President George W. Bush said yesterday Senator John Kerry has a case of "election amnesia" that led him to shift his stance on Iraq, painting his Democratic rival as a waverer unfit to lead America in threatening times. Campaigning in the pivotal...

President George W. Bush said yesterday Senator John Kerry has a case of "election amnesia" that led him to shift his stance on Iraq, painting his Democratic rival as a waverer unfit to lead America in threatening times.

Campaigning in the pivotal state of Florida 10 days before Election Day, Bush lambasted Kerry for criticising the Iraq invasion despite his prewar vote to authorise force there and his warnings about the danger of former Iraqi leader Saddam Hussein.

"The senator used to recognise that Saddam Hussein was a gathering threat who hated America," Bush told thousands of supporters at a baseball park in Fort Myers. He said Kerry "seems to have forgotten all that" and suggested the Massachusetts senator had adapted his views for political gain.

Kerry has insisted his views on Iraq have been consistent and he has faulted the president for alienating allies in the way he went to war and the timing of it.

Bush launched the March 2003 invasion of Iraq pledging to rid it of stockpiles of weapons of mass destruction, but a government panel has since concluded such stockpiles were not there and Iraq had not manufactured any in over a decade. The mounting US death toll has put Bush on the defensive about Iraq but he has worked to neutralise Kerry's criticisms over it by calling him a flip-flopper.
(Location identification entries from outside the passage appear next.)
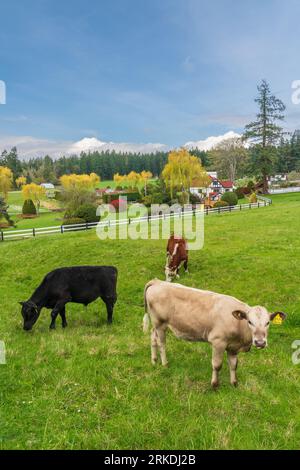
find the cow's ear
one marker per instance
(280, 314)
(239, 314)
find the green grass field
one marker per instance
(93, 386)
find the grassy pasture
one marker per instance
(93, 386)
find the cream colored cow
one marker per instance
(198, 315)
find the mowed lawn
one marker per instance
(93, 386)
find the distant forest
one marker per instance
(107, 164)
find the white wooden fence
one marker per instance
(35, 232)
(292, 189)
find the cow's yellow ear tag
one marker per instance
(277, 320)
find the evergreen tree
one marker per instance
(265, 132)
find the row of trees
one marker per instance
(262, 150)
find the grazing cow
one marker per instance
(177, 253)
(80, 284)
(198, 315)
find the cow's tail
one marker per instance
(146, 319)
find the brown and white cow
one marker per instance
(177, 253)
(198, 315)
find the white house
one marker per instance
(215, 189)
(49, 188)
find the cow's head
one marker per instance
(258, 319)
(30, 314)
(170, 273)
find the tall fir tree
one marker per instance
(265, 132)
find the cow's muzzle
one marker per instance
(260, 344)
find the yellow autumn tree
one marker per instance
(133, 179)
(118, 179)
(35, 193)
(80, 181)
(6, 180)
(21, 181)
(79, 189)
(145, 176)
(182, 170)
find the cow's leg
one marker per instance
(217, 361)
(110, 302)
(57, 309)
(185, 265)
(233, 363)
(161, 339)
(153, 346)
(63, 317)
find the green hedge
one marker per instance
(29, 207)
(131, 196)
(231, 198)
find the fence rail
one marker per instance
(292, 189)
(35, 232)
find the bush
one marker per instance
(131, 196)
(87, 212)
(194, 199)
(231, 198)
(29, 207)
(253, 198)
(58, 195)
(221, 204)
(119, 204)
(73, 221)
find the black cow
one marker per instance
(79, 284)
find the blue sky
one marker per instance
(167, 71)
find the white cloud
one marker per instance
(210, 142)
(32, 147)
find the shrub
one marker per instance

"If anyone has amnesia, it's George Bush," said Kerry campaign spokesman Phil Singer. "He's trying to forget the mistakes he's made the last two years."

Aiming to highlight the topic of national security, which polls show is his strongest issue, Bush warned that Americans remained vulnerable to militants who were "still dangerous and determined to strike us again."

Meanwhile, in Pueblo, Colorado, Democratic presidential nominee and Vietnam War veteran John Kerry tried to burnish his national security credentials yesterday by vowing to hunt down terrorists with the same energy he used to pursue the Viet Cong. The Massachusetts senator also kept up his attack on President George W. Bush, accusing his Republican rival of allowing Osama bin Laden to "walk out of the back door."

"This president keeps going around the country trying to scare people," Kerry told thousands of supporters at an outdoor rally in Pueblo. "He talks about only one thing. The only thing he wants to talks about is terror, the war on terror, national security. If that's the debate he wants to have, I'm prepared to have that debate because I can wage a better war on terror than George Bush has."

Kerry and Bush have stayed on the offensive since their final debate 10 days ago, trying to fire up core supporters and reach out to a small band of undecided voters in states like Colorado, who could decide the election.

Both Bush and Vice President Dick Cheney have tried to raise doubts about Kerry's ability to fight the war on terror launched after the September 11, 2001, attacks, suggesting he would not pursue terrorists aggressively enough.